Когда следующее утро потихоньку мешало в нас тональ с нагвалем, медленно пробудилось осознание, что у тех чернявых студентов были огнестрелы. Из которых они, опомнившись, здорово в нас палили. Бахус хранил нас, и оккупанты попали лишь в какую-то бабку, напоминающую Сталина. Она, слюнявя выросшие над губой усы, так долго кричала по телевизору о своей молодости, что у меня разболелась голова.
Поэтому, тщательно изучив случившееся, Знаток сказал, что надо перестать пить.
С этого дня в наши ряды пришёл духовно-структурный кризис. Мы стали осторожно взвешивать унции разумного эгоизма в деле, где надо голосовать не мозгом, а сердцем и руками.
Теперь мы sXe и веганы. Человеконенавистники и исламисты. Автономы и хардбасисты. Расиалисты и либертарианцы. Национал-интеллектуалисты и социал-тутовисты.
Или говно, как говорит Алекс.
Но обо всем по порядку.
Глава 2
Трудно быть никем
Изначально нас было пятеро, и мы не походили на мушкетеров ни по числу, ни по идеям. Я не Будда, не толстовец, и достигну просветления только тогда, когда гордо встану на обломки существующего самовластия системы, на которых уже некому будет написать наши имена.
Не выблевывая из себя пошлых предисловий, стоит сказать о персонажах. В наших глазах была ненависть, а в рукавах серых курток ножи. Это было банально, но я не хотел об этом думать.
Например, в карих глазах Фугаса не было ничего, кроме мути. Он был озлоблен на весь мир без сухого остатка. Как крыса, которой прищемили хвост. Чуть сутуловат и не в меру злобен. В насмешку над его костлявой худобой парня прозвали Фугасом. Он часто плевался, будто бы одновременно жевал нюхательный табак и насвай, отчего его мелкое, невыразительное лицо, лишённое всякого полета мысли, сводило в гримасу боли и отвращения. Пожалуй, у него была одна выразительная черта — это их полное отсутствие. А еще он до острых колик не любил девушек.
— Единственное, ради чего я живу, — иногда говорил Фугас, — так это для убийства русских шлюх.
— А еще для того, чтобы на них дрочить, — смеялся Торвальд, — твои ладони уже как наждак! Если будешь гладить ими бревно, то получится Буратино.
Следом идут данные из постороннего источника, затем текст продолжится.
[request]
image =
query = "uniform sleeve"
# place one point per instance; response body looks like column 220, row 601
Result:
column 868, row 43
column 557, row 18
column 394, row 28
Изысканно шутят на балу, а мы говорим как есть. Особенно Торвальд. Это грозное скандинавское имя из страны фьордов и валькирий более чем подходило парню. Он обладал настоящей нордической внешностью, будто взятой из учебника по расологии. Шесть футов красоты. В глазах кинжальный блеск замерзшего льда. Плотно сжатые губы — ножны, в которые был вложен меч языка. Больше всего сила проявляется в спокойствии, и, глядя на Торвальда, я всегда понимал, что воплотившемуся в человеке северному богу, принадлежит не только сила, но и интеллект. Его можно было описывать только пафосом. И он это знал. Теша свою гордыню Торвальд говорил нам, что по крови он настоящий германец, не чета нам, нецивилизованным славянам.
— Русские это полулюди, — всегда утверждал Тор, — это язва на теле Европы. Её надо выжечь калёным железом.
С Торвальдом редко спорили, потому что он был чрезвычайно силён. Ни я, ни Фугас не хотели рисковать здоровьем. Интеллектуально опровергать гиганта мог позволить себе только Знаток, но он был солидарен с Торвальдом. Мы впитали с молоком Марио Тутти тактику автономных ячеек, и Знаток был нашим мозгом. Городская герилья должна длиться вечно, пока либо мы, либо город с распоротыми площадями не падёт, издыхая, оземь.
— Всему своё время, Тор, — немножко надменно бормотал парень. Он называл себя Максимом, а нас заставлял называть его Знаток, — когда-нибудь мы сделаем это.
Он был лидером от дьявола. В нём сочеталась красота и воля. Ум и желание действовать. Он, обладая великолепными ораторскими способностями, не раз кричал, заводя толпу на собраниях: 'Мы лучше умрем, чем предадим идею!'. Это был человек, который, если бы во всеуслышание крикнул 'Sieg', то услышал бы в ответ миллионы 'Heil'! Главным достоинством Знатока, отчего он и получил свое прозвище, было то, что он пока ещё каким-то непостижимым образом ни разу не попадал в поле зрения органов. Был, правда, у Знатока ещё один пунктик — заставкой в его мозгу была главная страница 'Кавказ-центра'.
— Будущее возрождение Белого человечества возможно только под зелёным знаменем ислама. Христианско-алкогольная система ценностей не отвечает чёрному вызову, и на её место должна прийти более сильная идеология. Белый ислам. Ислам с человеческим лицом.